- Power type: Steam
- Builder: Breda, Ansaldo, Officine Meccaniche
- Build date: 1892-1903
- Total produced: 25
- Configuration:: ​
- • Whyte: 0-8-0
- Gauge: 1,435 mm (4 ft 8+1⁄2 in)
- Driver dia.: 1.2 m (47 in)
- Length: 16.283 m (53.42 ft)
- Loco weight: 50.4 tonnes (49.6 long tons; 55.6 short tons)
- Fuel type: Coal
- Fuel capacity: 2,500 kg (5,500 lb)
- Water cap.: 9,500 kg (20,900 lb)
- Boiler pressure: 8 bar (0.80 MPa; 120 psi)
- Cylinders: 2 outside
- Valve gear: Walschaerts
- Maximum speed: 45 km/h (28 mph)
- Power output: 600 hp (450 kW)
- Tractive effort: 10,300 kgf (23,000 lbf)

= FS Class 410 =

Class of 25 Italian 0-8-0 locomotives

FS Class 410 were steam locomotives which the Italian State Railways (FS) acquired from Rete Sicula (the Sicilian Network) on nationalization in 1906.

==History==

The class was designed by the Sicula Network Research Office led by engineer Guglielmo Cappa as part of a renewal and unification programme to replace obsolete rolling stock inherited from the previous management. It was designated as a group F, according to the custom that was then to define with letters the group of locomotives according to their function, and numbered from 301 to 325. When they passed to FS, they were registered as Class 420. They had some technical differences from other FS 0-8-0 locomotives, notably the use of Walschaerts valve gear instead of Stephenson.

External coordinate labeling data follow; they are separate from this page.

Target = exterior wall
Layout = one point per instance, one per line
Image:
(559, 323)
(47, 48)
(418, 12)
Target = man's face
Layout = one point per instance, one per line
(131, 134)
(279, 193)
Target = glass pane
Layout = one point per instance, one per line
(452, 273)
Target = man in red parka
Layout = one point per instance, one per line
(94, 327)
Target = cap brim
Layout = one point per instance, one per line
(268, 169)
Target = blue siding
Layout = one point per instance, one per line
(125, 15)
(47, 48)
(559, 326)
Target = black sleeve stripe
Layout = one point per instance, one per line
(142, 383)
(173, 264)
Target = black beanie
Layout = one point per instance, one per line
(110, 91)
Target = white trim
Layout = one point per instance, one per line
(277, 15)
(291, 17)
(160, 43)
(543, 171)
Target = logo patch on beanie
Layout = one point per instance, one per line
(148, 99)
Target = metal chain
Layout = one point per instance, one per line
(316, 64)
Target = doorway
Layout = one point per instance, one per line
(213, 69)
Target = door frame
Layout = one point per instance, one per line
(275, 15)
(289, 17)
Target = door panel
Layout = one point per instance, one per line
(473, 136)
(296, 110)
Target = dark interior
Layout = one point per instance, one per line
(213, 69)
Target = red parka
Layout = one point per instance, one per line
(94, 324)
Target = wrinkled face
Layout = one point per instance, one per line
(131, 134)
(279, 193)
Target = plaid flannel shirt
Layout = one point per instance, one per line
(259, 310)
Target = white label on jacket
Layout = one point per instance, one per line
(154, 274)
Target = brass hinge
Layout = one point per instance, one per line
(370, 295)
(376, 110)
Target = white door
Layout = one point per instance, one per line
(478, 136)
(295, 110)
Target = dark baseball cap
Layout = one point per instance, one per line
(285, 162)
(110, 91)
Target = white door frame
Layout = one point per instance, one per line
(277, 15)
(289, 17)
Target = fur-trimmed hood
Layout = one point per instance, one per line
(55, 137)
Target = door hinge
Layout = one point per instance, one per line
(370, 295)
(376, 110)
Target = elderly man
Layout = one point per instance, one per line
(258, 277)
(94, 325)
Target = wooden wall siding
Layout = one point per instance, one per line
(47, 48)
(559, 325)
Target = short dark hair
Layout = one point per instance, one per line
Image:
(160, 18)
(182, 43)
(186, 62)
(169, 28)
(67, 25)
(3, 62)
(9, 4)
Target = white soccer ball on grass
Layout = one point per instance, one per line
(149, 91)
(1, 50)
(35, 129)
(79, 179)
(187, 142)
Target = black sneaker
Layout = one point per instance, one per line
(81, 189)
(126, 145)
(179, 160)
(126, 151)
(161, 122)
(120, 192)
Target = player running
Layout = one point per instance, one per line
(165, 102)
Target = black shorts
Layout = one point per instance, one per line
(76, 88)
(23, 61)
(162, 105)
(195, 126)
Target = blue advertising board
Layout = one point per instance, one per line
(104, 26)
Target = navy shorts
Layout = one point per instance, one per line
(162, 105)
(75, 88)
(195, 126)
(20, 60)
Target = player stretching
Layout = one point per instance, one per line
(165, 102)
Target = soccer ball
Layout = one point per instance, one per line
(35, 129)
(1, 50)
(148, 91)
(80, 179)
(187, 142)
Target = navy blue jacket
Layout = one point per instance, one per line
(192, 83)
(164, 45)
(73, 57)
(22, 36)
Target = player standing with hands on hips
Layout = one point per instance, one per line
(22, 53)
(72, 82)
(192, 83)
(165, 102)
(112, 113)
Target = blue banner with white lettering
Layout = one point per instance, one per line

They were built in three batches and there were some detail differences between batches. The first unit was ordered from Breda in Milan and delivered in 1892 and a further 21 units came from Ansaldo's Sampierdarena factory between 1893 and 1894. Finally in 1903 another batch of 3 locomotives was built and delivered by Officine Meccaniche of Milan. In 1906 the transfer to FS occurred, and the locomotives received the new four-digit markings 4101-4125 which later became 410.001-025. The locomotives spent their working lives on the island of Sicily.

==Features==

The Class 410 locomotives, with a power output of 600 hp, were versatile machines and designed for every type of use, although the small wheels (diameter 1200 mm) limited the speed to 45 km/h. They were built for saturated steam and simple expansion with 2 outside cylinders. Steam distribution was by slide valves with Walschaerts valve gear.